Jonas finds out he will become the town’s Receiver at the special “Ceremony of Twelve,” an event when all the twelve-year-olds in the community are provided with a personalized job based on their skills and interests. During the Ceremony, you are integrated into the community with truths and responsibilities that cannot be unlearned—whether you are assigned a traditional job or become the next Receiver, you are changed, and changed permanently. After I first read The Giver, I wanted my own Ceremony of Twelve—I thought it would be pretty swell if my town elders had the magical capacity to figure out my future and hand me a neatly packaged destiny during some hallowed community event. As it turned out, my Ceremony of Twelve that spring was ultimately more of an unceremony, though it did, just as it did for Jonas and his peers, change me permanently and teach me things I would never unlearn.
In The Giver, Jonas first discovers the hue of new truths when he notices, in a flash, the color red emerge in his grayscale environment. This burst of red, a fleeting glimpse of something beyond the neutral world he knows, is a herald of the history of human pain and joy that will rapidly change his outlook on the world. Maybe it’s not fair, maybe he shouldn’t have to grow up so fast, but since the Ceremony is over, and his knowledge of the colors will never go away, Jonas chooses to want the world anyway, the real world, the world comprised of terrible, arresting brightness. The red.
I can’t unknow what I learned too early about how precarious our realities are and how swiftly our sight can be transformed. My dad’s gone, and now I see the grief color—sometimes faint, cropping up quietly as a slight and subtle shade, and sometimes as clear and striking as the red in stoplights, in blood, in the sun’s last grasp of the fading day. It can be upsetting, tiring, and, frankly, inconvenient. But sometimes, the memories, the colors, the advanced onset adulthood that I didn’t ask for—sometimes they reveal just how many things in the world are, in fact, radiant.

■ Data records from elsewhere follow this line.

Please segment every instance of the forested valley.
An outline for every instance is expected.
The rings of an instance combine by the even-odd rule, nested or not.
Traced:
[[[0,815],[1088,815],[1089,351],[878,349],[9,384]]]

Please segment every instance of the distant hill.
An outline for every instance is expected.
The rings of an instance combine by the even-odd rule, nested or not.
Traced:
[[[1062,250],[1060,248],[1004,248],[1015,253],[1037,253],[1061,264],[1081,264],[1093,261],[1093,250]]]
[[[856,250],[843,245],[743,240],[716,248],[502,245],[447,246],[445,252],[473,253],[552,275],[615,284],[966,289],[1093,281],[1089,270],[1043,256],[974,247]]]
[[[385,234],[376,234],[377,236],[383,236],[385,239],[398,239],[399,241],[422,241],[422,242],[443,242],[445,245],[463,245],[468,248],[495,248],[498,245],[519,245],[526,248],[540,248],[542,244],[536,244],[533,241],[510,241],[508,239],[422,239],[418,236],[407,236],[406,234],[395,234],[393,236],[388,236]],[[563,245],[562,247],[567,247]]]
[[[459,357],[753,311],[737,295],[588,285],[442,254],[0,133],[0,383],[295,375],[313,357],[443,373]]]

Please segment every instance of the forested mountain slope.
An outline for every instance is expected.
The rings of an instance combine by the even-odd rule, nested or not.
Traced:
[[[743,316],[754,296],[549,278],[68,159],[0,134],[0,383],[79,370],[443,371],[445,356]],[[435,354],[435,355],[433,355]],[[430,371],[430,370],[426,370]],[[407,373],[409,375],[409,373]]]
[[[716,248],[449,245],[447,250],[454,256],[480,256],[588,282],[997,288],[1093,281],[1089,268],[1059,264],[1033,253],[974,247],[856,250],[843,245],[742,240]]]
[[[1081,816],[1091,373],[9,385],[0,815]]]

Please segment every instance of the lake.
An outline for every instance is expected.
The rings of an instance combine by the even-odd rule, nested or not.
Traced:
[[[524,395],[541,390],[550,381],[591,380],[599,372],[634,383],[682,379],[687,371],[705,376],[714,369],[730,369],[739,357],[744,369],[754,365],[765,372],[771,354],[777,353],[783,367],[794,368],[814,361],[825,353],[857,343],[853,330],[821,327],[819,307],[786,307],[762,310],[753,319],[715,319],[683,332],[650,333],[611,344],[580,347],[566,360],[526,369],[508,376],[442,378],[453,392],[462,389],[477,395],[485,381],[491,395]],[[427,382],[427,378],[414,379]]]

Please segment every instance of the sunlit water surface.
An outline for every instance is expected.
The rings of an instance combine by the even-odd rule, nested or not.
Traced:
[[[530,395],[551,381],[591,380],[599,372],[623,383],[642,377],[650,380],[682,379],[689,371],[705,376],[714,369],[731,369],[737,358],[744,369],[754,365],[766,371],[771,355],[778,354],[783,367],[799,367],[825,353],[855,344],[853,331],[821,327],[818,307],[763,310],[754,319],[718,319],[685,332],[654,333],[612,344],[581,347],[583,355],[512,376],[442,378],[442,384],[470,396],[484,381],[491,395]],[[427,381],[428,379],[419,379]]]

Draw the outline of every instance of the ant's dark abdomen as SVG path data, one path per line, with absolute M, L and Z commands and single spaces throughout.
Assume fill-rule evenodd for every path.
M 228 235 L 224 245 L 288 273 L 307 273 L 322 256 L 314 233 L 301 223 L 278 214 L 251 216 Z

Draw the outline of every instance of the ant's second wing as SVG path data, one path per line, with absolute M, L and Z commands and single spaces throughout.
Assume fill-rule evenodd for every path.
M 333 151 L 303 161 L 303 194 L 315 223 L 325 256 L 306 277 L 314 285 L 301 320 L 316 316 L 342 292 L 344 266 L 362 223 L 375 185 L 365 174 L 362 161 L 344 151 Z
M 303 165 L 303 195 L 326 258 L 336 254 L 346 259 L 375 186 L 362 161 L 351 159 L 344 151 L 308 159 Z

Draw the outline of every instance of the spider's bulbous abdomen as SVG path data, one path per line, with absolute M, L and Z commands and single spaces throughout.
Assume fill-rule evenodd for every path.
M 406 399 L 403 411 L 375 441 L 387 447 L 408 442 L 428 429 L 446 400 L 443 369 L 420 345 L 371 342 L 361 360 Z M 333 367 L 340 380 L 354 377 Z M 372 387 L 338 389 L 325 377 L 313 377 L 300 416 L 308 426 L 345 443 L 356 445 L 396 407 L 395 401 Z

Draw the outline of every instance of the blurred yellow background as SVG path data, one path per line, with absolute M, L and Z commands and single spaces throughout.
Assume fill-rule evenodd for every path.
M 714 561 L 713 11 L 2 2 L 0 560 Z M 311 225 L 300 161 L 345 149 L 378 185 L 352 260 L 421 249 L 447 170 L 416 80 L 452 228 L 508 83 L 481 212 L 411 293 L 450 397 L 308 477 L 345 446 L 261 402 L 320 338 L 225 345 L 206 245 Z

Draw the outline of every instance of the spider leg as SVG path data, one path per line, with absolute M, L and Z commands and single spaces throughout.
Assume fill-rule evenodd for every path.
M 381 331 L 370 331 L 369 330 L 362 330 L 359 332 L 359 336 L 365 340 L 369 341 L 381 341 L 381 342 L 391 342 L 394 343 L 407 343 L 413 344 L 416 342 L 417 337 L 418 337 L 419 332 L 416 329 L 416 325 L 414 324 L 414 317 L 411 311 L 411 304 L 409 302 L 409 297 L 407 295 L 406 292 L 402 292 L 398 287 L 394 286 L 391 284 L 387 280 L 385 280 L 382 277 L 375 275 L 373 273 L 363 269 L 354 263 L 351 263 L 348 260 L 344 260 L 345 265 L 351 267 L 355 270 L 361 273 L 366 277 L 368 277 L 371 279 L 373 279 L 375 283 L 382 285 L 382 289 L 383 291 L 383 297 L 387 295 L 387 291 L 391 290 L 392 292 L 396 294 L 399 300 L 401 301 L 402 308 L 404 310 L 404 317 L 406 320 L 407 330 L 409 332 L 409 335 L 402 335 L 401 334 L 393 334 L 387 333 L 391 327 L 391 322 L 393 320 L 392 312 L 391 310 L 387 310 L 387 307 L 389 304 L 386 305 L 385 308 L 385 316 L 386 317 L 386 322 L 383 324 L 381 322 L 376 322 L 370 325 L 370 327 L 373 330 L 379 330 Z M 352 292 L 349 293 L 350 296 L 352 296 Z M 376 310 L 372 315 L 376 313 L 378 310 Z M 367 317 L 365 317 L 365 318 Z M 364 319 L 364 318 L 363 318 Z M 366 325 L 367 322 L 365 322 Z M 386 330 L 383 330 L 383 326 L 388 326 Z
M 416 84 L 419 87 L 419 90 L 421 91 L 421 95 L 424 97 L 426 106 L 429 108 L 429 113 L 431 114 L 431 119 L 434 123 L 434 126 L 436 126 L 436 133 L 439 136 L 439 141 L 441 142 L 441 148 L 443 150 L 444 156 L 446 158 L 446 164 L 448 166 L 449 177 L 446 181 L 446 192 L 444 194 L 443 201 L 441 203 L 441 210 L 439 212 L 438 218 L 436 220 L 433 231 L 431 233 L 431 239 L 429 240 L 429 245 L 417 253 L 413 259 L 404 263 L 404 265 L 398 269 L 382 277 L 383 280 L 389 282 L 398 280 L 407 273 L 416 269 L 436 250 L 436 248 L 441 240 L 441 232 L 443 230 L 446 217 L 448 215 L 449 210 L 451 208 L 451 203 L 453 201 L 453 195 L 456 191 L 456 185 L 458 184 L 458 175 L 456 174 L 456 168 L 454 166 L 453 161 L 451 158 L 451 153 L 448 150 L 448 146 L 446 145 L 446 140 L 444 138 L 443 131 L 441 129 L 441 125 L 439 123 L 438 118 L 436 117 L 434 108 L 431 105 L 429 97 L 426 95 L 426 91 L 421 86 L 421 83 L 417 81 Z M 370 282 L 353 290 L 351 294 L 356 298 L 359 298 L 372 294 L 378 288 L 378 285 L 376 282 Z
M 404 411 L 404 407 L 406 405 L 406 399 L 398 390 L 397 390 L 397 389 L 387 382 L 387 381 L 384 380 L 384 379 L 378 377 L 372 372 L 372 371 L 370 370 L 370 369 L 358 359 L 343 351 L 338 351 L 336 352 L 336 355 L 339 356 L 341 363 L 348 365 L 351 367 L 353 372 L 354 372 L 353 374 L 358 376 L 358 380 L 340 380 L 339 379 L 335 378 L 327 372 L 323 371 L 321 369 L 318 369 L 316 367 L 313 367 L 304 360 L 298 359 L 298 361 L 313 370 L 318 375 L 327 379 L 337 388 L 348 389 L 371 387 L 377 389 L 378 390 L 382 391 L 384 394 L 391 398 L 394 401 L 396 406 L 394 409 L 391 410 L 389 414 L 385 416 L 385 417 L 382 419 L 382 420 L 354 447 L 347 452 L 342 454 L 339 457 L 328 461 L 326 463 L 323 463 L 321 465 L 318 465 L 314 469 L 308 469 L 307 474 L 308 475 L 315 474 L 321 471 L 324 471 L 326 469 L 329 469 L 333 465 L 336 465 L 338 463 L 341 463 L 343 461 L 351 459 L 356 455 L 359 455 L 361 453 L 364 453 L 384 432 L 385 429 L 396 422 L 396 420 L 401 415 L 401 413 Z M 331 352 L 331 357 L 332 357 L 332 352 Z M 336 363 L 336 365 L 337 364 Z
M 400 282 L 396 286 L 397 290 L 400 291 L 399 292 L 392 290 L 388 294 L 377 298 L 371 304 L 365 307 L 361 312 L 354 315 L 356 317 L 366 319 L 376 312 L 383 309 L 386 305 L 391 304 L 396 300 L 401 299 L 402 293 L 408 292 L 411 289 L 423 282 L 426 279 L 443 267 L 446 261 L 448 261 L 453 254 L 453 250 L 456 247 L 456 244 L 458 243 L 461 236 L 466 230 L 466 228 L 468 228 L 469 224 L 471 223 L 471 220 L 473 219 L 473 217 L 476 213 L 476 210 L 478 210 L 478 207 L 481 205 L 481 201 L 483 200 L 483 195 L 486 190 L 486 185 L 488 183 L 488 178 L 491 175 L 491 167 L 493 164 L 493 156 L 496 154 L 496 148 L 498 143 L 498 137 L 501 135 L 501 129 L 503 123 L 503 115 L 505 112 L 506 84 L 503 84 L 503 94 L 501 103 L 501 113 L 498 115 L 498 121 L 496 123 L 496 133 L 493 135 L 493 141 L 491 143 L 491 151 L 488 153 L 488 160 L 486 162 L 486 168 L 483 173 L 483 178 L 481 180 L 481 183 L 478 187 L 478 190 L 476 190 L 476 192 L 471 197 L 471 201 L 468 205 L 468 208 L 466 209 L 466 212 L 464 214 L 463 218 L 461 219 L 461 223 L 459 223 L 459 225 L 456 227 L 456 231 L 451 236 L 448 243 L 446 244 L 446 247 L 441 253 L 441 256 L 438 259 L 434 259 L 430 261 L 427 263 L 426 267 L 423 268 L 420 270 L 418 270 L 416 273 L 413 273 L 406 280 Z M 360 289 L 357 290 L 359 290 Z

Jonas chooses—spoiler alert—to take ownership of what he learns. He departs in search of people and places that reflect the truth he now knows—he goes looking for the brightness in the world, afraid, but trusting that it’s out there, because he’s seen it, as well as its opposite, in the gift of the memories. It’s just a working theory, but I think this is how you make your life when you’ve walked through that unceremony of death, when you see that unbidden color emerge to remind you of your history. You can claim what you’ve received, learn to recognize the glimmer of this willful, complex shade, and you can go looking for the brightness in the world.
About the painter: Eric Sorensen is a medical student and artist who loves painting, drawing, and photography. After college he studied painting at the San Francisco Art Institute. Image: Painting, acrylic medium and fabric dye on panel (2014), part of a series exploring the movement of translucent colors. Find more of his work at ericsorensen.com.
Evocative. Ovitt has the beautiful, rare gift of painting a picture with her words, blended with the insight of “an old soul.”
This is so beautiful, Nell, and your imagery so vivid. I love “the Giver,” and I love that you choose to look for the brightness in the world, even after surviving such a tragic loss.
Thank you Nell. This spoke with deep wisdom to my personal journey of painful continual grief and rich beauty and joy.